Livre reçu dans le cadre de l'opération « Masse Critique » de Babelio dont je remercie les organisateurs ainsi que les éditions mentionnées.
Cet essai pose de multiples questions essentielles : qu'est-ce qu'un sujet humain, qu'est-ce que la langue, qu'est-ce que le style, qu'est-ce que l'idéologie, quels sont les liens (interactions, contradictions) qui les unissent ?
Sans prétendre résumer un ouvrage d'une telle ampleur, je me contenterai de tirer quelques grands traits : l'idéologie assujettit l'individu en l'interpellant. Être un sujet, c'est être un sujet interpellé. Ce faisant, en lui donnant le statut de sujet, elle le fait entrer dans le monde collectif auquel il est assujetti. le sujet consent à cet assujettissement initial, mais par un processus dialectique, il conquiert le droit de contre-interpeler, grâce à l'acquisition de sa qualité de sujet et à ses « contraintes capacitantes »(p12). Ainsi il peut s'autonomiser et s'individualiser par le style.
Mais qu'est-ce que l'idéologie ? « Il ne s'agit pas d'une simple collection d'idées et de représentation, mais d'un système articulé » (p 23). « C'est un mélange d'illusion et d'allusion » (p 25) qui « règle les rapports entre les hommes et leur monde vécu » (id). Ceci est la thèse althussérienne.
Une seconde thèse assure que l'idéologie est indispensable, que c'est « une force qui circule le long de la chaîne »(p 31), un corps à corps (p 38). La « matérialité de l'idéologie » (p38-9) s'illustre alors parfaitement dans les « actes » de langage faisant l'objet des chapitres 4 et 5 concernant l'insulte, la rumeur et le mot d'ordre.
Le sujet interpellé et interpellant l'idéologie se sert de la langue, à la fois identique et différente. À la célèbre formule de
Roland Barthes « la langue est fasciste » le sujet répond et « inquiète la langue majeure par son dialecte mineur »(p 229).
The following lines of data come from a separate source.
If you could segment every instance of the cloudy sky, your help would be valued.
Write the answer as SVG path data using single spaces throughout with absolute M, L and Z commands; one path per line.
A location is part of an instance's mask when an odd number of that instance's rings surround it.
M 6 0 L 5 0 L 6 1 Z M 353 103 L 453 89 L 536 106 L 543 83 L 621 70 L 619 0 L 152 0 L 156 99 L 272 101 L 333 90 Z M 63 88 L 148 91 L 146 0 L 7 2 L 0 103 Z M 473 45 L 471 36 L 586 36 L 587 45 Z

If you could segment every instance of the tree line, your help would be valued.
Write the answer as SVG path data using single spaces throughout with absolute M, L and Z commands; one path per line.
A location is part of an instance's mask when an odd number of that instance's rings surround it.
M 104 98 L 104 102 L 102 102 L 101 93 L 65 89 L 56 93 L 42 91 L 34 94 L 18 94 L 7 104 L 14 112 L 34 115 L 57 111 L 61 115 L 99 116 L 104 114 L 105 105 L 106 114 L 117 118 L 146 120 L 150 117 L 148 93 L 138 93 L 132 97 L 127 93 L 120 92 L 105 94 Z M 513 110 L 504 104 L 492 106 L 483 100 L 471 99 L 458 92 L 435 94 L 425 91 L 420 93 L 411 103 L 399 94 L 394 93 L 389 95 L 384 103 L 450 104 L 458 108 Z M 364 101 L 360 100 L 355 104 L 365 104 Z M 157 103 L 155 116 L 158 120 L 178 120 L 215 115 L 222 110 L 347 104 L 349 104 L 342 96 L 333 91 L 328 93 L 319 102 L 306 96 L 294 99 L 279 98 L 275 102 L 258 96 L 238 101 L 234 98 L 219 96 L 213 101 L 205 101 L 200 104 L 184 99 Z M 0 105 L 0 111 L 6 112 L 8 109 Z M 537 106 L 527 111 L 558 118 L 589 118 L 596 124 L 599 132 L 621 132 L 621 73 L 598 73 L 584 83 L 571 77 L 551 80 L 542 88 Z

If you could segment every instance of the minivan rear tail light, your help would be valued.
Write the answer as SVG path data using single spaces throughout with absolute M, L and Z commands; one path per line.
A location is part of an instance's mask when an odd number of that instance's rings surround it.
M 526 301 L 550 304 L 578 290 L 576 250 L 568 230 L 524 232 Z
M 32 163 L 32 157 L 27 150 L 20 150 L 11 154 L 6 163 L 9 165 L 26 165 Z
L'auteur présente alors de nombreux exemples dans le domaine de la littérature notamment avec les textes de Frankenstein, d'
Alice au Pays des Merveilles (chap. 7), les romans de
Jane Austen par exemple (opposant connaissance et reconnaissance), dans celui de l'art (p187) et du cinéma.
J. J. Lecercle s'appuie sur les théoriciens fondateurs, les maîtres penseurs qui ont posé les bases de la linguistique (Saussure, Chomsky) et de la philosophie du langage. Il fait référence aussi bien à la French Theory (
Althusser, Deleuze,
Derrida, Foucault,
Barthes,
Lacan, Kristeva,
Lévi-Strauss), qu'aux penseurs de l'Europe centrale ou de la Russie tels que Bakhtine, Jakobson et
Propp, auxquels il adjoint Badiou et de Butler et les philosophes Hegel et Marx.
C'est pourquoi, il faut être conscient que "
De l'interpellation : Sujet, langue, idéologie" est un ouvrage théorique complexe qui relève d'un domaine de spécialité. Si le ton est discursif, la syntaxe reste fluide. La lecture peut se faire au rythme de chacun (dictionnaire en main pour les plus novices). Cependant, l'auteur utilise de nombreux termes spécialisés, des mots en langue originale (anglais, allemand, grec, latin…) et il fait appel à de nombreuses références et analyses en langue anglaise (dont il est professeur de linguistique et de littérature), traduites la plupart du temps. La connaissance de ces langues est un atout supplémentaire pour bien comprendre ses points d'appui.
Les conclusions-récapitulatifs rassemblent les idées principales et recentrent les lecteurs. de plus, l'humour (apartés, ironie, le petit Louis) émaille le raisonnement tout au long de son déroulement en imprimant la touche personnelle de l'auteur.
Jean-Jacques Lecercle critique et oppose les textes afin de faire ressortir les complémentarités et les discordances qui assurent l'évolution de la pensée et éclairent le chemin parcouru. À la « scène primitive » d'
Althusser (p 19), il ajoute « la scène primitive de la conscience » exposée par un linguiste moins connu
Tran Duc Thao (p 273) mettant ainsi en lumière un chaînon manquant dans le processus de la naissance de la langue.
L'édifiante érudition permet à l'auteur de nous proposer une théorie richement étayée et dûment approfondie. L'interpellation n'est pas négative (le sujet est toujours-déjà assujetti, déterminisme) mais positive, lors de la prise de conscience (son assujettissement est une contrainte capacitante (p289)) grâce à la contre-interpellation qui « homonise » (id) l'être qui, de facto, « devient sujet humain »(id).